Text of Notes 2 and 3 of Article 18 of the Executive Instruction on Job Classifications.

Note 2: In addition to the benefits mentioned in Article 18, for specialized occupations whose field of work is in short supply in the labor market, or occupations with poor motivation and desire to hold due to the nature of the job, the type of duties, and the difficulty or unfavorable work environment conditions, depending on the job conditions and the need of the workshops for such jobs, benefits can be established and paid with the consent of management and the approval of Ministry of Cooperatives, Labor, and Social Welfare under the title of the extra allowance. In any case, the amount of this extra allowance should not be more than the wages of the job group. However, in the case of specialized jobs or at the level of management with proper justification, it can also be requested and approved for up to 2 times the wages of the job group. Any of the employees’ use of the extra allowance stipulated in this note is subject to meeting the complete eligibility criteria for the job in terms of experience and education.

Note 3: The management can, after receiving the license for the extra allowance or together with its application, prepare criteria for establishing, reducing, stopping, or increasing it up to the specified figures, and implement them after the committee’s agreement and the approval of Ministry of Cooperation, Labor and Social Welfare.

In this regard, it should be noted that for both formal employees and contractors, “employment exams” are held, one conducted by the Ministry of Energy itself and the other by the electricity distribution company. After the contractors pass this exam, the distribution company introduces a manpower contractor to them to go to for signing the contract. In this way the company relieves itself of the hassle of dealing with the workers, and they will be entirely accountable to the contractor. It is this relationship that blurs the line between private, government, and non-government corporations in the electricity industry. For example, even though 40% of the shares of electricity distribution complexes are government-owned and 60% of them are ordinary non-government shares, these companies are still quasi-government entities. But the government deems them as private with obligations to the private sector. 

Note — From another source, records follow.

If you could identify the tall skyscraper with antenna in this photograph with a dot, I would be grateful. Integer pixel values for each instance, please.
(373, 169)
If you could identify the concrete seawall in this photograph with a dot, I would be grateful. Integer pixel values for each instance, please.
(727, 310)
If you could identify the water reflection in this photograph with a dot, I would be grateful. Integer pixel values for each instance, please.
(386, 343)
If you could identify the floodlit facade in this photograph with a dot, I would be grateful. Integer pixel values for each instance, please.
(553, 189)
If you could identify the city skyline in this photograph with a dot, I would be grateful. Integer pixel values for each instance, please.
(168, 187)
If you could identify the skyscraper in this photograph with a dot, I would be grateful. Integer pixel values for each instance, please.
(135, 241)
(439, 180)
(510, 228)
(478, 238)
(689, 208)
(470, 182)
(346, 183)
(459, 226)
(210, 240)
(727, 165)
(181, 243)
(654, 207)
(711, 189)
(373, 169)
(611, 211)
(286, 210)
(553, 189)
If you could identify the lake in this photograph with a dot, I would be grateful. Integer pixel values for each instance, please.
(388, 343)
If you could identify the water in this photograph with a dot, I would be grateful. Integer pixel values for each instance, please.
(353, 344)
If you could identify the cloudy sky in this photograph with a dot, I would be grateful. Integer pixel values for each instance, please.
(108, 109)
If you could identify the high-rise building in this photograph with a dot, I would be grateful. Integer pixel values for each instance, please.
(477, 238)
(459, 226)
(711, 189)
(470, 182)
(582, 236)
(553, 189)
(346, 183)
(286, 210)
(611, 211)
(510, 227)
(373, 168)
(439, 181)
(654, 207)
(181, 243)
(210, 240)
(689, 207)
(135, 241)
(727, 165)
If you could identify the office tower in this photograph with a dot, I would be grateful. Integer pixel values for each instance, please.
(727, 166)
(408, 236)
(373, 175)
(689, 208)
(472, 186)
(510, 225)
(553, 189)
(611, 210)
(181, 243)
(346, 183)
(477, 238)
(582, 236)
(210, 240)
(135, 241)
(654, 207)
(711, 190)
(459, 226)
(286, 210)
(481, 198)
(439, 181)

In the electricity distribution industry, there are 21,000 employees who have been through consulting companies. Since 2017, the condition of employment for consulting companies has changed. Those who were previously employed via these companies became mostly unemployed. A minority exception that had roles explicitly classified on the organizations, and enjoyed more than 5 years of continuous insurance history under the Ministry of Energy with a higher than 80% satisfaction rate, could keep their job. It is clear here that the financial burden of the workers’ status change for companies is the main driver of the emergence of the “exam”. This financial burden shows itself most clearly in the difference between the salaries of formal and contractual workers: the formals are effectively paid twice as much. The issue of financial burden becomes more apparent when we know that workers with the same working conditions in electricity distribution companies can have different employment conditions from one province to another. This means that companies are free to adjust the financial burden of manpower; the same worker can be employed as “corporate” in one city, but as a “consultant” in another.

Overtime and Hardship

Another issue is overtime work, which is not officially addressed, but when there is a shortage of manpower in some parts of the plant, workers are forced to accept working overtime to avoid what they call “stigmatization”:

“If you don’t stay longer, they stigmatize you for not cooperating. In general, they do not say you have to stay, but [if you don’t,] then they become strict and, for example, do not pay you the bonus options.”

Despite the proper safety of the factory, working conditions still contain contaminants and hazards for workers, including fiberglass and rockwool in the air, high magnetism, a harsh cacophony of sounds (so much that one cannot enter some units without headphones), high temperatures, working at high altitudes and on dangerous arduous roads, and steam leakage. All of this, however, does not entitle contract workers to receive hardship allowance, while formal workers do. In this regard, one of the workers says:

“If we pursue the hardship allowance, they will not renew our contract!”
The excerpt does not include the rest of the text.